Selon lui, la clé de la lutte contre la légionnaire d’automne consiste à inspecter régulièrement et intervenir tôt. Il explique : « Nous invitons les agriculteurs à faire ce que nous appelons ‘tournée de reconnaissance’ une semaine après la germination. Il s’agit en fait de se promener au hasard entre les rangées de plants pour trouver ces symptômes de dommages premièrement. »
Monsieur Mwinyimkuu conseille de semer tôt, de désherber souvent afin d’éliminer les plantes hôtes potentielles, et de respecter l’espacement et les engrais appropriés, car les plants sains sont moins susceptibles de succomber au ravageur que ceux qui sont plus affaiblis.

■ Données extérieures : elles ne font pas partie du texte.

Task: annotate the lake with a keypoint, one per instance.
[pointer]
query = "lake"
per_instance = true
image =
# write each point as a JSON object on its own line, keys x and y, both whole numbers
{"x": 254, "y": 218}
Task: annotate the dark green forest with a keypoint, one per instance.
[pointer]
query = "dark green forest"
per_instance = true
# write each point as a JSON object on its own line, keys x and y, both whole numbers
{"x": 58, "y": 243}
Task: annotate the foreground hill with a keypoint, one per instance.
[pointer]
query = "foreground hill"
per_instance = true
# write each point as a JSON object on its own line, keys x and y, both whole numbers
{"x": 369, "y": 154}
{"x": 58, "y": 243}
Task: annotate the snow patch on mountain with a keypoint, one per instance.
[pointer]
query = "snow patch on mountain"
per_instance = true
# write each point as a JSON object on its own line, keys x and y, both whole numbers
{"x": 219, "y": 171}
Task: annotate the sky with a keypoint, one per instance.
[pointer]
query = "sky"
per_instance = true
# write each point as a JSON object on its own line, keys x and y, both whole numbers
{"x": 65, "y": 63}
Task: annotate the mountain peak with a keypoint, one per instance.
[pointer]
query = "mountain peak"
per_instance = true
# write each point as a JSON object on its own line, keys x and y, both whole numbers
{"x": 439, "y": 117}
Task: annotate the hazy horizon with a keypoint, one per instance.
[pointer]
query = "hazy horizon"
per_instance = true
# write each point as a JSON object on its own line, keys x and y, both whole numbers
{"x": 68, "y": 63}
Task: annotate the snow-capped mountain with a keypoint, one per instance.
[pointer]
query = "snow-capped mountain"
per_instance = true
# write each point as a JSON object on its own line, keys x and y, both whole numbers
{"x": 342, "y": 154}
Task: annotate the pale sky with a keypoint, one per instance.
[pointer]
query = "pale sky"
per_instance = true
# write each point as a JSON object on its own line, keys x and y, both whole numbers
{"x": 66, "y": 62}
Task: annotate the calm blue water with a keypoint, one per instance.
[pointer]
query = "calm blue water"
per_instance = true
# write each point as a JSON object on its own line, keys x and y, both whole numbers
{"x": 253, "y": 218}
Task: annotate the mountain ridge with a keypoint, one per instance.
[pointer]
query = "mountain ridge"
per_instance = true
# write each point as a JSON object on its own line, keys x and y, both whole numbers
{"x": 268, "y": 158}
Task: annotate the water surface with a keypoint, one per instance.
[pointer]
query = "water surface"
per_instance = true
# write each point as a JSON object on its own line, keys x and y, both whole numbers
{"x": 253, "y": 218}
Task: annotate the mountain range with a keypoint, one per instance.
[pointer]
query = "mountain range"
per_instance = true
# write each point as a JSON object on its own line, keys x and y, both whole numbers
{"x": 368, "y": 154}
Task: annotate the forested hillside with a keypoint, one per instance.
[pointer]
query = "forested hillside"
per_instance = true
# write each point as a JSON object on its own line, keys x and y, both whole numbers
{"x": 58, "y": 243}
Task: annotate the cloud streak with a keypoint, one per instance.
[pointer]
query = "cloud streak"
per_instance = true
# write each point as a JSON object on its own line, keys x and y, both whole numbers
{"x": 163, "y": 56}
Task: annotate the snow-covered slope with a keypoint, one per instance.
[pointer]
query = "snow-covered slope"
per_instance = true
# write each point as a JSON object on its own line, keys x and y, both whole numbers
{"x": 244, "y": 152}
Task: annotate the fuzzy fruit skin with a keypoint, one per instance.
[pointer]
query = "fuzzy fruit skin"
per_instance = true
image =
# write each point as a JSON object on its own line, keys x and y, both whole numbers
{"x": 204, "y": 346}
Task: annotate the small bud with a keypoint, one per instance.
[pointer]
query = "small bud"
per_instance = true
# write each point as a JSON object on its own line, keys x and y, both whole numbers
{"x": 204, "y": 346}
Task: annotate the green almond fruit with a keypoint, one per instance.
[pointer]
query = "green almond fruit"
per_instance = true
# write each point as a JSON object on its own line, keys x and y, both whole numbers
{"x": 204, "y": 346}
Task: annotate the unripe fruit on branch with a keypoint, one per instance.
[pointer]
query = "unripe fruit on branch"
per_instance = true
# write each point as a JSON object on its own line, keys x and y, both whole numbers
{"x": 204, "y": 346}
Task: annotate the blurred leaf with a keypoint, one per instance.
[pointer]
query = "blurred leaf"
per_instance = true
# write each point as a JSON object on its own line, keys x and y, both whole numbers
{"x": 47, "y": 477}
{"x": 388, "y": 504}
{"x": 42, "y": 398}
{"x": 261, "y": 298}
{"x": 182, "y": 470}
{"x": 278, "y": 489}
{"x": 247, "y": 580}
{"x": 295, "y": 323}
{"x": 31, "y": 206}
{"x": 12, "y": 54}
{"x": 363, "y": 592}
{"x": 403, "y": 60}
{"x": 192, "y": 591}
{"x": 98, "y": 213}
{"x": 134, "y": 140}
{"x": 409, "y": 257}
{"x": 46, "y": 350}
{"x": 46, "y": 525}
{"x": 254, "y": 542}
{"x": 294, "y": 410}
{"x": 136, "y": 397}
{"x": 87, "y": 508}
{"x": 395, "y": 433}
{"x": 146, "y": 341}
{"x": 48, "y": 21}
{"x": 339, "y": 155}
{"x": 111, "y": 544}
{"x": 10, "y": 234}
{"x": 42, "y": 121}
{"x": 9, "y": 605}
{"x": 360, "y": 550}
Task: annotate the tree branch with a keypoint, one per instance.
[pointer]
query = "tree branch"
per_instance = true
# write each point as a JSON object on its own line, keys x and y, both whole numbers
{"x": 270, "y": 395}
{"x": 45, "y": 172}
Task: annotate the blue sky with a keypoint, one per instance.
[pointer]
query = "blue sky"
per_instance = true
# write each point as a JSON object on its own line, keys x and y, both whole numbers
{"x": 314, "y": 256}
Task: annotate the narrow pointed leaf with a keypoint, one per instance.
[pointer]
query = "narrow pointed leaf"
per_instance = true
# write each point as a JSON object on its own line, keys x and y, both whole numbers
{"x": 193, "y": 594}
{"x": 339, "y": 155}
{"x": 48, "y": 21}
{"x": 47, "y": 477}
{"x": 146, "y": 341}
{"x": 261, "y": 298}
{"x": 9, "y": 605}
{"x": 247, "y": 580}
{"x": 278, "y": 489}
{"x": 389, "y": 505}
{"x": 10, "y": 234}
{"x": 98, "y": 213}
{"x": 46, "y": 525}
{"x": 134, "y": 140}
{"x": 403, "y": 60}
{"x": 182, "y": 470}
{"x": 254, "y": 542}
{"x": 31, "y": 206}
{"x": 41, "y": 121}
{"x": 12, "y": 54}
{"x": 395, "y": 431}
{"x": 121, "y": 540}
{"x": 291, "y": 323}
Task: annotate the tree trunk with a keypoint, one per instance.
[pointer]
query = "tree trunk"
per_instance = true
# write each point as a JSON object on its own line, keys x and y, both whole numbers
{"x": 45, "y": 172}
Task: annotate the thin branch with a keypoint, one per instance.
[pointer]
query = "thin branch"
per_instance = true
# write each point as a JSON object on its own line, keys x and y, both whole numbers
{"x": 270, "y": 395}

Si les chenilles sont petites et sont repérées sur les feuilles, et si les trous creusés dans les feuilles sont petits et de forme allongée, il est toujours possible de maîtriser le ravageur. Mais si les chenilles sont plus grandes, les trous plus gros, et s’il y a des excréments sur la plante, cela pouvait signifier que le ver avait pénétré dans la tige. À ce stade, il est très difficile de le tuer avec les pesticides.

Il est important de noter que la pulvérisation des champs comporte des dangers. Les pesticides peuvent tuer les ennemis naturels tels que les fourmis, les petites guêpes ou les bactéries qui pourraient être en train de lutter contre la légionnaire d’automne. De plus, certains pesticides sont toxiques pour l’être humain et contaminent l’environnement, y compris les cours d’eau.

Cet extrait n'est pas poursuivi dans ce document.